外の世界とは障子で隔てられ、光だけが室内に降り注ぐ。壁や床は綺麗に磨かれているものの、当時の生活を、これまでの時間の流れを受け入れ、傷や生活の跡は残されていた。
じっくりと部屋を見ていると、急に部屋が明るくなる。確認せずともわかるくらいに、きっと外は雨が止んで太陽が出てきたんだろう。窓枠から落ちる光が障子によって拡散される。部屋がぐっと広くなった気がした。
大きな幾何学的なかたちをもった傘は、窓からはいる光を溢れかえらないように蓋をしているようだった。
広間からはかさがほとんど視野の中に入ることや傘の骨にあたる梁と壁の関係や、寝室から広間に突き出した鴨居を梁と繋ぐボルトは屋根が傘のように軽やかなイメージを植え付ける。

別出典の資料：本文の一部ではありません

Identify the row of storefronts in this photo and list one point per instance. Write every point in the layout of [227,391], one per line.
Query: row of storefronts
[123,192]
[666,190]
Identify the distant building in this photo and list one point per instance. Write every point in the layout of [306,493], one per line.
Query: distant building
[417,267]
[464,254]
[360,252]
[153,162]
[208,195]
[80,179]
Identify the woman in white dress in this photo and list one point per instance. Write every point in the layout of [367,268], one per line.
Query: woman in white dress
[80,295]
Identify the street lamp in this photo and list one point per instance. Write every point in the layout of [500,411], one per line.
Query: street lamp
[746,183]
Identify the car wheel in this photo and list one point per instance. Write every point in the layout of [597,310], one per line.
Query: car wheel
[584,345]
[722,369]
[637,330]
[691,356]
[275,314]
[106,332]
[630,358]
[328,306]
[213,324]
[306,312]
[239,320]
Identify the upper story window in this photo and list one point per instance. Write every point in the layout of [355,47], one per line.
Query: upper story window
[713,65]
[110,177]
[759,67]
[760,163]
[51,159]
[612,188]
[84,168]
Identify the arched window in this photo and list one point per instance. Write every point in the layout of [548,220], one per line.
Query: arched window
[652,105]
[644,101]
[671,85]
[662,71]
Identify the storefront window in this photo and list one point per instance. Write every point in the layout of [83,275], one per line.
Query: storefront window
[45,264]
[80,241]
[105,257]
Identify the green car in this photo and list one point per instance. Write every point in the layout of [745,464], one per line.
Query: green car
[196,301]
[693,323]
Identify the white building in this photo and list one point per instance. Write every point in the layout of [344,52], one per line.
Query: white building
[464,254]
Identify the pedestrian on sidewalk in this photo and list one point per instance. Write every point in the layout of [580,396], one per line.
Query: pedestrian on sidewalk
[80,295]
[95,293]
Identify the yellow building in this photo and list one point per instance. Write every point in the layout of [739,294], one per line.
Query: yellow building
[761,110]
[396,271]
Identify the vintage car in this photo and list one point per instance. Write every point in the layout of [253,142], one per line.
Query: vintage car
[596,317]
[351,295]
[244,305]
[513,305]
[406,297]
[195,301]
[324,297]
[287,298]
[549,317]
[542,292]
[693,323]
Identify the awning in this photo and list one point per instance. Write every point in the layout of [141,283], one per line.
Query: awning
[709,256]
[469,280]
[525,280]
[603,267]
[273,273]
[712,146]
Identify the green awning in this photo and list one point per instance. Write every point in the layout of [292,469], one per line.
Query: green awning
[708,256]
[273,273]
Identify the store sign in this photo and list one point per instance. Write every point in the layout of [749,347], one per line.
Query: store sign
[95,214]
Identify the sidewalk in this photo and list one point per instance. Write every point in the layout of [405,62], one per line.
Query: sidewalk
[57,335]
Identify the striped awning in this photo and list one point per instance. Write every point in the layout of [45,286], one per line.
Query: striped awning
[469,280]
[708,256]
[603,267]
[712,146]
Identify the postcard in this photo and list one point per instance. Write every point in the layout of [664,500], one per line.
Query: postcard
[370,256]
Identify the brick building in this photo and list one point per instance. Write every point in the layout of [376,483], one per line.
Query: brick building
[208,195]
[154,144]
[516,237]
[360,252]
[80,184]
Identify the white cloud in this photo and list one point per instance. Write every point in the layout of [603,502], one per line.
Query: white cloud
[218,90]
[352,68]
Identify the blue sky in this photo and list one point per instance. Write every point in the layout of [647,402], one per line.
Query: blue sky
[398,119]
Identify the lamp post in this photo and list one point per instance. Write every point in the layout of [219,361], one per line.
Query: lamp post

古い民家がもつ<土間>の意味をこの広間の空間にあたえようというのはテーマのひとつでもあった。…私はこのもっとも原則的な平面構成を意識しながら、少量だが明確な光とふかぶかと濃いかげの組立てる空間、それは古い民家の土間にあったもの、をつくってみたいと考えた。
(篠原一男「から傘の家」『新建築』1962年10月号)
人間の所作に付随して空間に意味が与えられるような、その段差1段が、その扉の開け方が、空間を規定する。空間の意味とはなんぞやと思いながらも深く頷ける、建築のというより空間の意味みたいなこともしっかりと考えないといけない。
これほどまでに力強く、優しいとは思いもしなかった。異国の地で日本の小さな建築が海外の大きな建築に囲まれて凛々しく建つ姿は誇らしく、それを実現させた人たちの気概や熱を本人の口から聞きながら訪れることができて本当に良かった。今までで1番贅沢な雨宿りだった。